Recently, the China Securities Regulatory Commission (CSRC) officially reply to Dalian Commodity Exchange (DCE) for the preminary approval of the ethylene glycol (EG) futures. It represents a further step toward the official listing and trading of the EG futures.
According to the sources, China is the world’s largest EG consumer. In 2015 China’s EG output totaled 3.916 million tonnes, with 8.772 million tonnes imported and the apparent consumption reaching about 12.667 million tonnes. Measured by the price range in 2015, the size of the spot market amounted to RMB 100 billion. The data indicate that from 2010 to 2015 the average annual fluctuations of EG price stood at 50%, showing fierce volatility. The industry is strongly calling for the EG futures.

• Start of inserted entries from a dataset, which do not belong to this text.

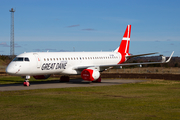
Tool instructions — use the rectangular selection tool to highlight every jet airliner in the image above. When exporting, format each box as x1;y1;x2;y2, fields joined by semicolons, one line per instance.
6;25;174;86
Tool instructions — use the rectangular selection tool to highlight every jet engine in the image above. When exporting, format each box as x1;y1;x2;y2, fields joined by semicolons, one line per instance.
33;75;51;79
81;69;100;81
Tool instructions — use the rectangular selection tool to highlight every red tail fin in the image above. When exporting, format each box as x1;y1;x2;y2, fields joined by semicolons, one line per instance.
114;25;131;64
118;25;131;55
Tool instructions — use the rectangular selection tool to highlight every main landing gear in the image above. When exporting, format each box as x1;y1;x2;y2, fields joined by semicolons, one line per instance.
23;76;30;87
92;77;101;83
60;76;69;82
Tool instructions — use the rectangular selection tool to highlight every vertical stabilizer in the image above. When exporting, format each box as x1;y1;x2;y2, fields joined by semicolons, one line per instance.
118;25;131;55
114;25;131;64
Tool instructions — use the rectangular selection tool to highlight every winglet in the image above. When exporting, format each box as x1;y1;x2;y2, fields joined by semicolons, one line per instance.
165;51;174;63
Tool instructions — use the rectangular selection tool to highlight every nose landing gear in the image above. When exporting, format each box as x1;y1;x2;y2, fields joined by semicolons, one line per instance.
23;76;30;87
23;80;30;87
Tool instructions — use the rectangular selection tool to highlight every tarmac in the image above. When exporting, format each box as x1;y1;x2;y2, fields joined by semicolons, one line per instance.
0;79;147;91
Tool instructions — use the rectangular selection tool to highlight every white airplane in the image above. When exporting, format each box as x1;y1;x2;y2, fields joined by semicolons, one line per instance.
6;25;174;86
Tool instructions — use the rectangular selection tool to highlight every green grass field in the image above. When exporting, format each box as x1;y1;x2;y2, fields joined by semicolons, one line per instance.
0;80;180;120
0;76;59;84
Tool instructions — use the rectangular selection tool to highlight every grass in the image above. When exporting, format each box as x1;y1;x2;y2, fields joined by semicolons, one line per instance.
0;76;59;84
0;80;180;120
104;67;180;74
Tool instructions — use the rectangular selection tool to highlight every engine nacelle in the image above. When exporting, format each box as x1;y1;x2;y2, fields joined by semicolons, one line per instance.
81;69;100;81
33;75;51;79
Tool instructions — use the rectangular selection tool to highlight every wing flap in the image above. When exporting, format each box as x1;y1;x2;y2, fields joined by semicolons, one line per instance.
73;51;174;71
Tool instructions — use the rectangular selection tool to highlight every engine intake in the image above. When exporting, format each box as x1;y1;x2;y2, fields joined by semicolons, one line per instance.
81;69;100;81
33;75;51;79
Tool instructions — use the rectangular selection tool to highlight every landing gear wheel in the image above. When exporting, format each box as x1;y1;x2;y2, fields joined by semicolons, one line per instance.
23;80;30;87
92;77;101;83
60;76;69;82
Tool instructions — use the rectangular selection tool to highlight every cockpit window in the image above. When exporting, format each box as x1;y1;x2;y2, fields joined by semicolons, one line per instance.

Based on the demand of the market, since 2010, DCE has been tracking and studying the EG product. At present, the contract specification and rules has been drafted.
As early as in 2007, DCE listed the LLDPE futures, China’s first chemical futures product, successively followed by the PVC and PP futures. It now covers the top three of the five major general synthetic resin products.
Like the LLDPE, PP and PVC futures listed on DCE, the EG is also an ethylene derivative, and boasts good foundation of clients on the futures market as the LLDPE and PP producing and trading companies also operate the EG products.